To use the configuration management you have to load the module first:

config = require 'alinex-config'

This gives you back the main configuration instance. But before you can access your configuration you have to setup the system if not already done and initialize it:

# register common configuration paths for application
config.register 'myapp', __dirname
# add a special path on the end (highest priority)
config.pushOrigin
  uri: 'file:///etc/my-config.yml'
# and add a schema to verify the database settings are correct
config.setSchema 'database',
  type: ....  # schema

# start initializing the configuration and load the data
config.init (err) ->
  return cb err if err
  # all configurations are loaded successfully

Alternatively you may skip your program with a detailed error message:

config.init (err) ->
  if err
    console.error "FAILED: #{err.message}"
    console.error err.description
    process.exit 1

Make sure that the initialization is completely done for all configuration data before using it. If you change the setup later you have to reinit everything which causes an extra afford which you should skip if possible.

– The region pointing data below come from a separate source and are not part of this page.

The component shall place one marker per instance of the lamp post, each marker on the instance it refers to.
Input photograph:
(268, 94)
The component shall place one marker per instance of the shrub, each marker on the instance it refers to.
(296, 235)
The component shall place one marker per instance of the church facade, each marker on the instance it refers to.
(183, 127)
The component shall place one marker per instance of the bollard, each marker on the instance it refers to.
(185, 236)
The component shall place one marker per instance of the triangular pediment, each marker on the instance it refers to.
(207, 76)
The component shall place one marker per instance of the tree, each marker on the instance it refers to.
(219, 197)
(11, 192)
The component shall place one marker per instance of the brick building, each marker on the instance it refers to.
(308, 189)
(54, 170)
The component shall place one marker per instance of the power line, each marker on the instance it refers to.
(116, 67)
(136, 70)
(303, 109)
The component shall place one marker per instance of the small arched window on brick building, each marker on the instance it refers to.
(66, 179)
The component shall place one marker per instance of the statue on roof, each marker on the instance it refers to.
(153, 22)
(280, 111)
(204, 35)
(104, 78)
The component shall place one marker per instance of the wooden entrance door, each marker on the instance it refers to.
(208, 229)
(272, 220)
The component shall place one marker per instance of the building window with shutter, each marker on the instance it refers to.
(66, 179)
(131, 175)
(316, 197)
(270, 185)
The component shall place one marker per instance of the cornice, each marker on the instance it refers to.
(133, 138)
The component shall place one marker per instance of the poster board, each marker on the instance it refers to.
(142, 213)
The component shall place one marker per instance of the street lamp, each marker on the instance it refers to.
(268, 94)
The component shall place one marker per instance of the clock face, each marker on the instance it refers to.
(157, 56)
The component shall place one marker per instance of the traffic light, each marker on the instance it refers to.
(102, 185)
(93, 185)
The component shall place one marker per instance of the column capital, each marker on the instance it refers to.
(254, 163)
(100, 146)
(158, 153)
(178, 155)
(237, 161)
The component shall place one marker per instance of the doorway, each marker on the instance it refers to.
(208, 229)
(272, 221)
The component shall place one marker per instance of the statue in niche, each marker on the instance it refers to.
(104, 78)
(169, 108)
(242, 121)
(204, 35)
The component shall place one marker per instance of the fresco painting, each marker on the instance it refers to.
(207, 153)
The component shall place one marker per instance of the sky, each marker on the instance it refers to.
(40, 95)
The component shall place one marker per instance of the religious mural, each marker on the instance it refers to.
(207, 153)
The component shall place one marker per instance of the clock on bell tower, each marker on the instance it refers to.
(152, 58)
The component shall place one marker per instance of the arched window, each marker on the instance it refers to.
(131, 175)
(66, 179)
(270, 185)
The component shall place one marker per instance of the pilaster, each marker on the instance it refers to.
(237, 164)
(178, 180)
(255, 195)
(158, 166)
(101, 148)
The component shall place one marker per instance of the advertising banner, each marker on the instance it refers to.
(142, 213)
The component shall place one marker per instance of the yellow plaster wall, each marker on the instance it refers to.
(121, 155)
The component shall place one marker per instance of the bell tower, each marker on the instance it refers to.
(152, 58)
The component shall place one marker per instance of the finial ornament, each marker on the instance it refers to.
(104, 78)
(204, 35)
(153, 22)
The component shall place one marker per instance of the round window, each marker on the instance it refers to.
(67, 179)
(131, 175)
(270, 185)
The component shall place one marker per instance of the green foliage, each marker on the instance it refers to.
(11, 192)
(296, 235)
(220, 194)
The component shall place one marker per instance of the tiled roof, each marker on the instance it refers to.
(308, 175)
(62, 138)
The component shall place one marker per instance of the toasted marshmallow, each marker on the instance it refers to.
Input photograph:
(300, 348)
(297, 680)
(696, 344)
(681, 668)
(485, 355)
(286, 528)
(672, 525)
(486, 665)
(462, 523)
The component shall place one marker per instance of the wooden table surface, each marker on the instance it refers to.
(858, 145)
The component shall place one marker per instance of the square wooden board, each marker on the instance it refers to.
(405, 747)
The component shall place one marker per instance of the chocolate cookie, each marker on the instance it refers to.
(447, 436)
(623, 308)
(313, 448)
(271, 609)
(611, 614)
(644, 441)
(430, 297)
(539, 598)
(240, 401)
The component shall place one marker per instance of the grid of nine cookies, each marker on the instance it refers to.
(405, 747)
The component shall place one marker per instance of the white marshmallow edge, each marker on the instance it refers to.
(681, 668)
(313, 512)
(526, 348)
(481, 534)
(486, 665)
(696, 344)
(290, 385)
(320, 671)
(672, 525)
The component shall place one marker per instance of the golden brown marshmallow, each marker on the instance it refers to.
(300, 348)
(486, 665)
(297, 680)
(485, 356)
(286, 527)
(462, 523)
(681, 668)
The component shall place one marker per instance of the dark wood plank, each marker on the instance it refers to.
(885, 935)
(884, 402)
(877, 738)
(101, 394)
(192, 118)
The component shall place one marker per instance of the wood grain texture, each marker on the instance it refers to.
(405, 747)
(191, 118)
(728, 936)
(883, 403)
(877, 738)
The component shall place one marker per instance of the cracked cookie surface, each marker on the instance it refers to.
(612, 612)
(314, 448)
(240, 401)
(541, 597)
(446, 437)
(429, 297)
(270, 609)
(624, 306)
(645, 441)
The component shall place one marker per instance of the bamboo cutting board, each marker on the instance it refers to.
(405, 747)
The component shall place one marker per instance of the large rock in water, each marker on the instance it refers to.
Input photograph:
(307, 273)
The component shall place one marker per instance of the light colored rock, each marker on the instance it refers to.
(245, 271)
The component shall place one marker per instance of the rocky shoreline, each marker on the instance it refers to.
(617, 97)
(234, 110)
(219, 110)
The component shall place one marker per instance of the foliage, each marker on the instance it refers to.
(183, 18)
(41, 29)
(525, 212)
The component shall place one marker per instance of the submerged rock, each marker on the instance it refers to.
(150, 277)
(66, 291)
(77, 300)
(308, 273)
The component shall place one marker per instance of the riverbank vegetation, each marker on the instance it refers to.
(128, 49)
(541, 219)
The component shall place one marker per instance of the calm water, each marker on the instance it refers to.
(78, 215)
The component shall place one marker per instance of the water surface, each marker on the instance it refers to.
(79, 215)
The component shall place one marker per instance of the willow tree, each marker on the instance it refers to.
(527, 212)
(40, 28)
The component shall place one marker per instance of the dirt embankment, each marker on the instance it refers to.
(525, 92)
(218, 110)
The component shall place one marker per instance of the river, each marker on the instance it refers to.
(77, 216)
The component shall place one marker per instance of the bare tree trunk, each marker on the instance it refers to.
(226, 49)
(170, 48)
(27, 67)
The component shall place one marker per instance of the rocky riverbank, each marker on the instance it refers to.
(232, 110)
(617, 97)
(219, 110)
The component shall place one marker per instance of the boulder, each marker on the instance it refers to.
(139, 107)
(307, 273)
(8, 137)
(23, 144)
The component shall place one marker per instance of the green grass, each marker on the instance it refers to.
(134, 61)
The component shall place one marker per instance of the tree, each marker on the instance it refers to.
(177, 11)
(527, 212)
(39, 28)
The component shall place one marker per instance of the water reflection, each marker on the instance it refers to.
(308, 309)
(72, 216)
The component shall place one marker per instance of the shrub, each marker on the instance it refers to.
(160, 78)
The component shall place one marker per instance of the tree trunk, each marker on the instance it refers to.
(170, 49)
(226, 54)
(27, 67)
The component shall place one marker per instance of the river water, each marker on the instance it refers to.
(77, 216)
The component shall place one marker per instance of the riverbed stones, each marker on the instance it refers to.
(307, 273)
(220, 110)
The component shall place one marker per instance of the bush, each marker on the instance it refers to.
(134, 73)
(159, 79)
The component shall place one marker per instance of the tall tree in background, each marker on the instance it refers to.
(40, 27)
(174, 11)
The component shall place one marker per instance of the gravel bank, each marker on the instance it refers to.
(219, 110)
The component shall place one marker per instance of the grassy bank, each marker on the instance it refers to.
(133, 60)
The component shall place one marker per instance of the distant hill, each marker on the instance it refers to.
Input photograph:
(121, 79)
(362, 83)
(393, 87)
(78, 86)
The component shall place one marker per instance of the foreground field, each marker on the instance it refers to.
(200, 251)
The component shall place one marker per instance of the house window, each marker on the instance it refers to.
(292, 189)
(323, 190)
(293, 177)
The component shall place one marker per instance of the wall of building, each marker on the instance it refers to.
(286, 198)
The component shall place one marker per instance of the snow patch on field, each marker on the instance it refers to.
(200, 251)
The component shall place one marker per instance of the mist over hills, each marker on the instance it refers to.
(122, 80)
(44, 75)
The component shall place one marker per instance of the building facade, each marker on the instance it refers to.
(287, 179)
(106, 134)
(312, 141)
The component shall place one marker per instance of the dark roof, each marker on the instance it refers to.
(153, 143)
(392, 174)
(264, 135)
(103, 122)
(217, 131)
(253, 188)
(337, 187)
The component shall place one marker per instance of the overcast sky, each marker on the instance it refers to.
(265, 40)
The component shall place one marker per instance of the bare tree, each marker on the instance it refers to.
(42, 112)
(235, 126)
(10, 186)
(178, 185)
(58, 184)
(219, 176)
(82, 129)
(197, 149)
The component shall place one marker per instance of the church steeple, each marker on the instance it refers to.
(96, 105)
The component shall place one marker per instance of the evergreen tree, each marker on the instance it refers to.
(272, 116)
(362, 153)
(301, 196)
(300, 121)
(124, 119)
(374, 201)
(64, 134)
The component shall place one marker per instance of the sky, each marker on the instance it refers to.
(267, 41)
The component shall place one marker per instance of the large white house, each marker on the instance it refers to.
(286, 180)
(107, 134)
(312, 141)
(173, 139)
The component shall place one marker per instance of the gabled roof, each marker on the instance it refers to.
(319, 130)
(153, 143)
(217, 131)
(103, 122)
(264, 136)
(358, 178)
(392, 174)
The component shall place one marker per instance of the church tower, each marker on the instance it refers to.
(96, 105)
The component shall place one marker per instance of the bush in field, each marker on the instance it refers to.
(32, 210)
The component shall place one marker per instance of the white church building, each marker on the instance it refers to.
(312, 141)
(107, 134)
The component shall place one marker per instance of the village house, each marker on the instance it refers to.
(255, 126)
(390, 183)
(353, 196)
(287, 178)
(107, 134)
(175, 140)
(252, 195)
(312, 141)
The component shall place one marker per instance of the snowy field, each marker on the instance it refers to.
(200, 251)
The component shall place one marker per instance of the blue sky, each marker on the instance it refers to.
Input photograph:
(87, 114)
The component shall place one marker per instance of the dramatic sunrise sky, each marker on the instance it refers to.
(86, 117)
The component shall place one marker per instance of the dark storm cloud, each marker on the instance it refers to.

After that is done you can easily access the configuration like:

conf = config.data
# here you have the whole registry data
conf = config.get 'server'
# and now you have only the server structure
conf = config.get 'database/master/address'
# or only a specific database connection

To don't mess with the names: I always address the instance with config and use a short name like conf for some data out of it.

On demand you may also reload the configuration completely:

config.reload (err) ->
  if err
    console.error "FAILED: #{err.message}"
    console.error err.description
    process.exit 1

But if you want tp know in your app then some configuration was changed you can use the path as an event which is fired if this element or one below is changed.

config.on '/address', ->
  console.log "New addresses found, reinit the list..."
  myList = config.get '/address'

Debugging

If you have any problems you may debug the code with the predefined flags. It uses the debug module to let you define what to debug.

Call it with the DEBUG environment variable set to

  • 'config' for basic information
  • 'config:value' with structure after loaded
  • 'config:access' with info about data accessed
  • 'config*' for all of them

You can also combine them using comma or use only DEBUG=* to show all debug messages of all modules.

Additional value checking will be done if the debugging for the general config is enabled.

License

(C) Copyright 2014-2016 Alexander Schilling

Licensed under the Apache License, Version 2.0 (the "License"); you may not use this file except in compliance with the License. You may obtain a copy of the License at

http://www.apache.org/licenses/LICENSE-2.0

Unless required by applicable law or agreed to in writing, software distributed under the License is distributed on an "AS IS" BASIS, WITHOUT WARRANTIES OR CONDITIONS OF ANY KIND, either express or implied. See the License for the specific language governing permissions and limitations under the License.